The Grotto of Duruitoarea Veche


At the junction of the Ciuhur and Prut rivers, the pulse of life has been beating since the Lower Palaeolithic, when people used tools made of hewn stone. Here is the earliest monument of human history on the territory of the Republic of Moldova - Duruitoarea Veche. 

On the outskirts of the village of Duruitoarea Veche, a 3-chamber cave has been discovered in the limestone cliffs and rocks chain, extending 49 m from north to south. The height of the dome does not exceed 8 m and the total surface area reaches 30 sq m. 

Here traces of a Palaeolithic settlement have been identified with traces of the existence of various prehistoric human cultures: tools from flint, fossil animal bones, remains of hearths, etc. 

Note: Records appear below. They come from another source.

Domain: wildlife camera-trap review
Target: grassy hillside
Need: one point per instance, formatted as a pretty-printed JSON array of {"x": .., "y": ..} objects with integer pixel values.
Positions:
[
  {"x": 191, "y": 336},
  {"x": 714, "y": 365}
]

The site was discovered in 1958 by archaeologist Nicolae Chetraru. For almost two decades, it has been studied by teams of archaeologists, geologists and palaeontologists. Three authentic levels of Palaeolithic human habitation IV, III and II have been established, including numerous fossil skeletal remains of mammals and birds from Pleistocene and various working and hunting tools made of flint and bone. The lithic archaeological finds and animal remains from the Level IV and III dwellings are attributed to the Lower Palaeolithic, Acheulean epoch, Tayak archaeological culture. Their geological age is estimated at 160-100 thousand years, thus levels IV and III are considered to be the oldest Palaeolithic sites in the Republic of Moldova. The Upper Palaeolithic human hunter site found in level II settlement is attributed to the local Middle Gravetian or Early Epigravetian culture, i.e. approx. 20-18 thousand years BC. Numerous flint, horn and bone tools were collected from the deposits of this level, as well as about 10 thousand skeletal remains, of which 54 species of mammals and 29 species of birds. They also found a lower jawbone with some molars of a Palaeolithic Neanderthal. 

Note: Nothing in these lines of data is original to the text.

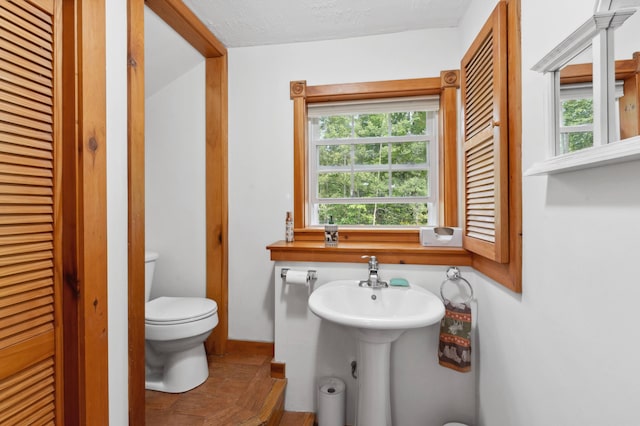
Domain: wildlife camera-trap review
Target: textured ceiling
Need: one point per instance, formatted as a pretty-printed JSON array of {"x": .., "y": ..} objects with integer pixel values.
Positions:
[{"x": 238, "y": 23}]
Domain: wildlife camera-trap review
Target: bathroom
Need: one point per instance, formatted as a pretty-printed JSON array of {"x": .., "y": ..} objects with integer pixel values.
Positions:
[{"x": 556, "y": 354}]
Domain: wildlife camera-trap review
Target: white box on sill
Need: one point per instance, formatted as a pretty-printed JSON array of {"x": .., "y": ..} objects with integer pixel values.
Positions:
[{"x": 441, "y": 236}]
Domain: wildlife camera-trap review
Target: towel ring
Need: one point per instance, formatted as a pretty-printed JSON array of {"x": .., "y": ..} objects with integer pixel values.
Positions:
[{"x": 453, "y": 274}]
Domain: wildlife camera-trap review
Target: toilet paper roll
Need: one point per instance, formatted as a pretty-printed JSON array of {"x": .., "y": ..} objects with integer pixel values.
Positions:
[
  {"x": 297, "y": 277},
  {"x": 331, "y": 402}
]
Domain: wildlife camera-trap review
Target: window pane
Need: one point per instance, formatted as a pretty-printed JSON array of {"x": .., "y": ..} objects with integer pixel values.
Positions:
[
  {"x": 377, "y": 214},
  {"x": 334, "y": 185},
  {"x": 576, "y": 112},
  {"x": 409, "y": 153},
  {"x": 408, "y": 123},
  {"x": 371, "y": 154},
  {"x": 575, "y": 141},
  {"x": 371, "y": 184},
  {"x": 371, "y": 125},
  {"x": 335, "y": 127},
  {"x": 334, "y": 155},
  {"x": 409, "y": 184}
]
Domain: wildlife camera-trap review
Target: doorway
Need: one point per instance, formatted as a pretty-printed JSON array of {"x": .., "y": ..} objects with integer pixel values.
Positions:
[{"x": 185, "y": 23}]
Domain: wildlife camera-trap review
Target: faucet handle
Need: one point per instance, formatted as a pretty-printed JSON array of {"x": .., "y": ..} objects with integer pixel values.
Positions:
[{"x": 373, "y": 261}]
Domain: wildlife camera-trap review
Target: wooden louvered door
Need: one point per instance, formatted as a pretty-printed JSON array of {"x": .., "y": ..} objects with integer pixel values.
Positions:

Most of the bones are of mammals hunted for food: horse, wild donkey, bison, reindeer, red deer, mammoth, deer, rabbit, woodchuck, etc. Other animals were hunted for their fur: river beaver, woodchuck, badger, wild cat, marten, common fox, polar fox, lynx, etc. Finally, animals that were dangerous for the inhabitants of the resort were also killed: wolf, wild boar, panther, woolly rhinoceros, glutton, cave hyena, etc. At the northern end of the reef, in 2004, the bones of a mammoth were excavated - a rare find in Moldova.